Я глажу его пальцы, рассматривая родные черты лица. У нас одинаковые улыбки.
— Поэтому прости меня, братик, я забрала у тебя счастливые мгновения прекрасной юности и очень об этом жалею. Буквально ненавижу свое сердце. Оно и у меня все это отняло. – Я тяжело сглатываю, натягивая улыбку. – Иногда жизнь очень жестока.
У Андрея трясутся губы. Он пытается сдержать серьезное выражение, но это мало получается. Слезы все равно появляются на глазах. Они осточертели, а поделать ничего нельзя, потому что как бы этого не хотели, мы все равно плачем.
— Тебе действительно может не помочь операция? – тихо спрашивает Андрей. В глазах – надежда. Надежда причиняет боль, особенно когда понимаешь, что ее уже нет.
— Большая половина моего сердца – мертва. Туда не поступает кровь. Мышца не накачивается. Операция только убьет меня.

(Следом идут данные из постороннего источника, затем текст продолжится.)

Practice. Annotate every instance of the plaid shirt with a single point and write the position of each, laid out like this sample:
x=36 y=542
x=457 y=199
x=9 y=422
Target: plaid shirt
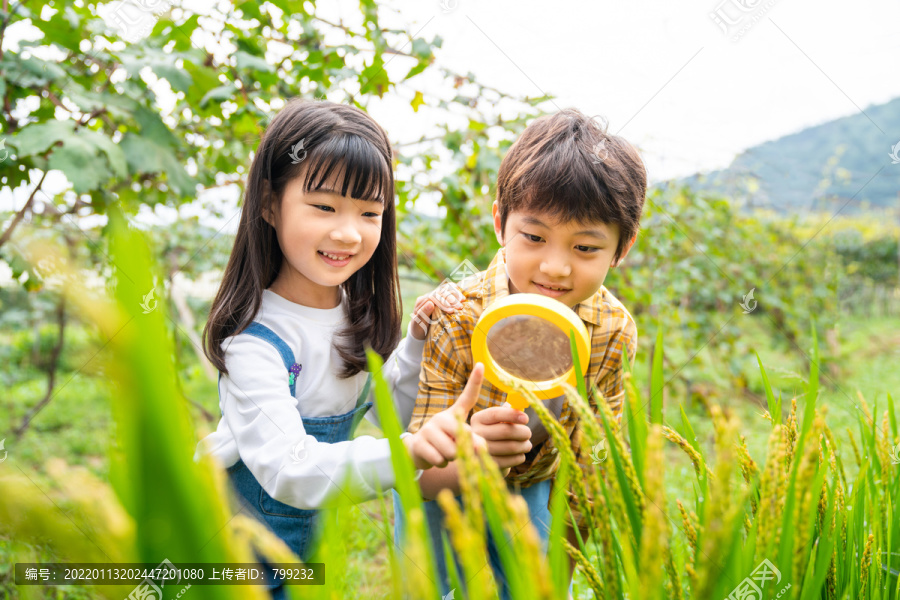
x=447 y=364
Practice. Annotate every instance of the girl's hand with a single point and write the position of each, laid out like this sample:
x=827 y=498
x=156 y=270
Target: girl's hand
x=507 y=435
x=448 y=297
x=435 y=444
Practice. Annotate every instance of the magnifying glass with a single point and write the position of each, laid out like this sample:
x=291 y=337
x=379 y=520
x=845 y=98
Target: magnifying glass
x=523 y=342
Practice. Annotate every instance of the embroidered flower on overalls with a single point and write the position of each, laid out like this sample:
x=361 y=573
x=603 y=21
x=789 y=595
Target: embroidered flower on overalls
x=294 y=371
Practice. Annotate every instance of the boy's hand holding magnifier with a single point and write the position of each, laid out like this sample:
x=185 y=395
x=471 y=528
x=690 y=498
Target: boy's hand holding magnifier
x=523 y=341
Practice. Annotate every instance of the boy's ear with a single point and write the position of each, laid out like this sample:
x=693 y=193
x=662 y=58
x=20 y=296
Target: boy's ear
x=616 y=263
x=498 y=230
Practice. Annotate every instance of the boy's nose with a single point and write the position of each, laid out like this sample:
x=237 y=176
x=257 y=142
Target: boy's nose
x=556 y=268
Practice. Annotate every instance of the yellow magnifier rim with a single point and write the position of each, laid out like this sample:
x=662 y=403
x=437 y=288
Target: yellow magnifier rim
x=532 y=305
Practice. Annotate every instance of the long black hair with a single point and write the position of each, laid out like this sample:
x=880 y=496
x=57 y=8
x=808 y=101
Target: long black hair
x=337 y=140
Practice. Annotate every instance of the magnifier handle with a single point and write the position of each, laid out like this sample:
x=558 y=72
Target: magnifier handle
x=516 y=400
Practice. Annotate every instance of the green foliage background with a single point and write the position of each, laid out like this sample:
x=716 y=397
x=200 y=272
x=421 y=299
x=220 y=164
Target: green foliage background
x=82 y=101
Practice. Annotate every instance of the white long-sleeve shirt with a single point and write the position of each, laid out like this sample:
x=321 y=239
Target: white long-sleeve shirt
x=261 y=422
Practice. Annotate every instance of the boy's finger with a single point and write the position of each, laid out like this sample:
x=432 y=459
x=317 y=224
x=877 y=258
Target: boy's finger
x=501 y=414
x=508 y=448
x=469 y=396
x=509 y=461
x=505 y=431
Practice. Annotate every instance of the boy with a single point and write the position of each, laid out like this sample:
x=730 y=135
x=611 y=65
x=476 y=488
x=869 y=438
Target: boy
x=568 y=208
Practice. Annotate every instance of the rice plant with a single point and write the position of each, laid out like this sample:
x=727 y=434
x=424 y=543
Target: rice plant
x=794 y=525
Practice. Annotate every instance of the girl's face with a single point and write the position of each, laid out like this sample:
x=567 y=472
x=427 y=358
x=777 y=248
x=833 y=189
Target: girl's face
x=325 y=238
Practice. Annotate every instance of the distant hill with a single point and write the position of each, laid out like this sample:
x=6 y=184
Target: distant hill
x=819 y=168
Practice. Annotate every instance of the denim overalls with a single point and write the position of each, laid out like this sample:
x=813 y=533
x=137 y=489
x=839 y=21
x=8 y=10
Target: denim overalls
x=297 y=527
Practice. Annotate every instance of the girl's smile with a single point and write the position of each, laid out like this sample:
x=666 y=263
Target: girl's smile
x=325 y=238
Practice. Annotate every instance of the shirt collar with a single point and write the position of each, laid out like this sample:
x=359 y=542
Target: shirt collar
x=496 y=285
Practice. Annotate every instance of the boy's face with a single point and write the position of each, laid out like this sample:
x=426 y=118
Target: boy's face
x=543 y=254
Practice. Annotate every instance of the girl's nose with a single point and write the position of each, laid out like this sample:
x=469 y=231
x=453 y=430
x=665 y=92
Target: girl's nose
x=347 y=234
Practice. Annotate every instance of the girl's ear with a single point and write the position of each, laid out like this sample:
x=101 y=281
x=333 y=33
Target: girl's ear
x=268 y=204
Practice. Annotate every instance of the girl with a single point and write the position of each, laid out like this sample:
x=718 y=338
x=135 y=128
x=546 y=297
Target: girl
x=311 y=282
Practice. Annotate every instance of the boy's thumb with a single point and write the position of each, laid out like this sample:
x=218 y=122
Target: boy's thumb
x=467 y=399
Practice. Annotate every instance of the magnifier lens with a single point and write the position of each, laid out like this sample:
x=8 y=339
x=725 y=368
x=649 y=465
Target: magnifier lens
x=529 y=348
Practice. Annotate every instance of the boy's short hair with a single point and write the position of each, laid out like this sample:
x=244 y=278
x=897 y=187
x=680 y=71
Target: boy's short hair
x=567 y=166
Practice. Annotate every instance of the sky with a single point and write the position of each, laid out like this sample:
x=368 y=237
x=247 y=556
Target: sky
x=665 y=75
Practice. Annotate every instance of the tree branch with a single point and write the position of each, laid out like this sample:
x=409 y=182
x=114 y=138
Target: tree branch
x=19 y=215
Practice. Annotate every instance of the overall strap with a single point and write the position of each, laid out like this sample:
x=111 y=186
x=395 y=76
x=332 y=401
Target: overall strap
x=363 y=398
x=258 y=330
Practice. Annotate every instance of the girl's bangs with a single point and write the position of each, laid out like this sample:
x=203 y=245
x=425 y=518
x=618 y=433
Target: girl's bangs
x=350 y=166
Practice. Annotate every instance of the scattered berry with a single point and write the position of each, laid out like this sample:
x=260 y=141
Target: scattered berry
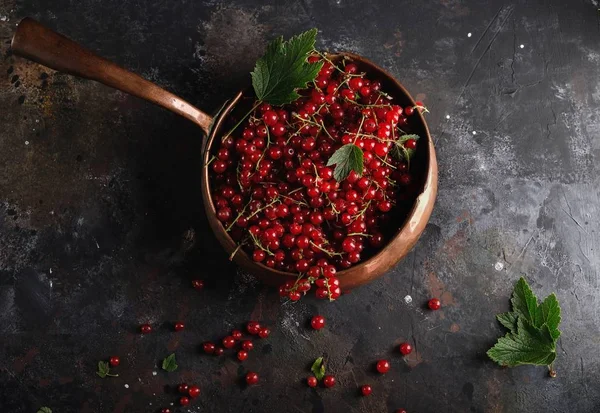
x=251 y=378
x=405 y=348
x=383 y=366
x=194 y=391
x=329 y=381
x=317 y=322
x=434 y=304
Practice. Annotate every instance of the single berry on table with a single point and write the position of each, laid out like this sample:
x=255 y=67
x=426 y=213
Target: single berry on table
x=317 y=322
x=251 y=378
x=329 y=381
x=383 y=366
x=434 y=304
x=405 y=348
x=194 y=391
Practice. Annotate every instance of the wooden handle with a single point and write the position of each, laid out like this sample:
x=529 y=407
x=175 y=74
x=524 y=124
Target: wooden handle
x=42 y=45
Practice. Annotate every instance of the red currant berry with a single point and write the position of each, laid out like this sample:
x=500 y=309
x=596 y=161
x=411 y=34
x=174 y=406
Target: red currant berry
x=383 y=366
x=194 y=391
x=208 y=347
x=251 y=378
x=228 y=342
x=329 y=381
x=317 y=322
x=434 y=304
x=405 y=348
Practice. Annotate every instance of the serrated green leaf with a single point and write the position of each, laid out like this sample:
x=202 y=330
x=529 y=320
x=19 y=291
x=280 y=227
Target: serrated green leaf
x=548 y=312
x=508 y=320
x=283 y=69
x=169 y=363
x=347 y=158
x=530 y=345
x=318 y=368
x=524 y=302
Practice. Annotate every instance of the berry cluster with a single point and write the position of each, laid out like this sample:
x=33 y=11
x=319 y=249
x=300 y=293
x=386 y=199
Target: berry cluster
x=277 y=197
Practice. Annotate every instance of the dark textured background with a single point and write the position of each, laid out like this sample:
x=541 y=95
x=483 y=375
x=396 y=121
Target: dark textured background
x=102 y=227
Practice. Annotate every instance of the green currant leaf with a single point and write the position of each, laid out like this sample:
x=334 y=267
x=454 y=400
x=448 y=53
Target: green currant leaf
x=318 y=368
x=169 y=363
x=283 y=69
x=347 y=158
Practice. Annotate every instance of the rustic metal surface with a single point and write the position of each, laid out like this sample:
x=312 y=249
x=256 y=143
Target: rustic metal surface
x=101 y=224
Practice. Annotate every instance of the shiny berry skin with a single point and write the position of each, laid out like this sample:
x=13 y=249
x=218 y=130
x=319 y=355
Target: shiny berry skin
x=410 y=144
x=251 y=378
x=194 y=391
x=405 y=348
x=383 y=366
x=253 y=327
x=228 y=342
x=208 y=347
x=434 y=304
x=329 y=381
x=317 y=322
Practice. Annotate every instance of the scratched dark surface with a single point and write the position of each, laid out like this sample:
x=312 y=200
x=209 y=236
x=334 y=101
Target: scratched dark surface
x=102 y=227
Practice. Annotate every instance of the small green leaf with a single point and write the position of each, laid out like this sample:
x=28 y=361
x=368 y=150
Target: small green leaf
x=347 y=158
x=318 y=368
x=530 y=345
x=508 y=320
x=548 y=313
x=284 y=68
x=169 y=363
x=524 y=302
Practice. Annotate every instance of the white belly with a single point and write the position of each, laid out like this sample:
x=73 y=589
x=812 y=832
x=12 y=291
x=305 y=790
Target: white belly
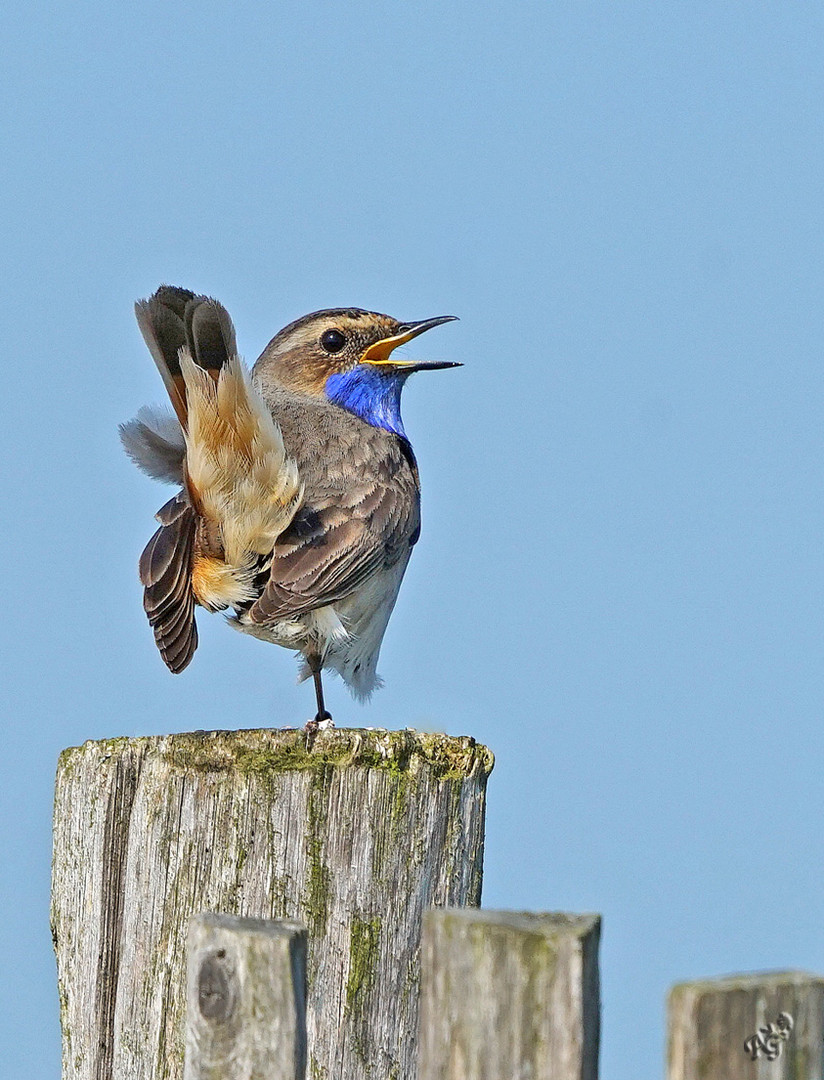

Он опускает голову на наши сцепленные руки и глухо всхлипывает. Я так устала смотреть на то, как мои любимые плачут в своих уголках. Закрываются от мира и плачут по мне. Я умру. Улечу в место, где обитают мертвые, превращусь в кого-нибудь, если такое возможно. А родители и Глеб с Андреем будут здесь, на земле, нести тяжелую ношу. Я не хотела, чтобы они страдали по мне.
— Когда это началось? – Он не поднимает головы.
— Прошлым летом. Сейчас врачи могут немного отсрочили течение болезни, пока я стою в очереди. Они выписали мне специальные препараты для каждой функциональной единицы моего организма, так что я все еще справляюсь. К нам приходит медсестра и ставит мне капельницы. От них я много сплю, что, в целом, не так страшно, Андрей. Все нормально.
Я поднимаю рукава толстовки, показывая большие синяки на изгибах локтей.
— Это от катетера. У меня сосуды расположены близко к коже и из-за этого травмируются сильнее. Маша говорит, что ручки у меня худые и кожа чуть ли не прозрачная, но все пройдет.
Андрей аккуратно проводит дрожащими пальцами по моей коже, затем переводит взгляд на меня.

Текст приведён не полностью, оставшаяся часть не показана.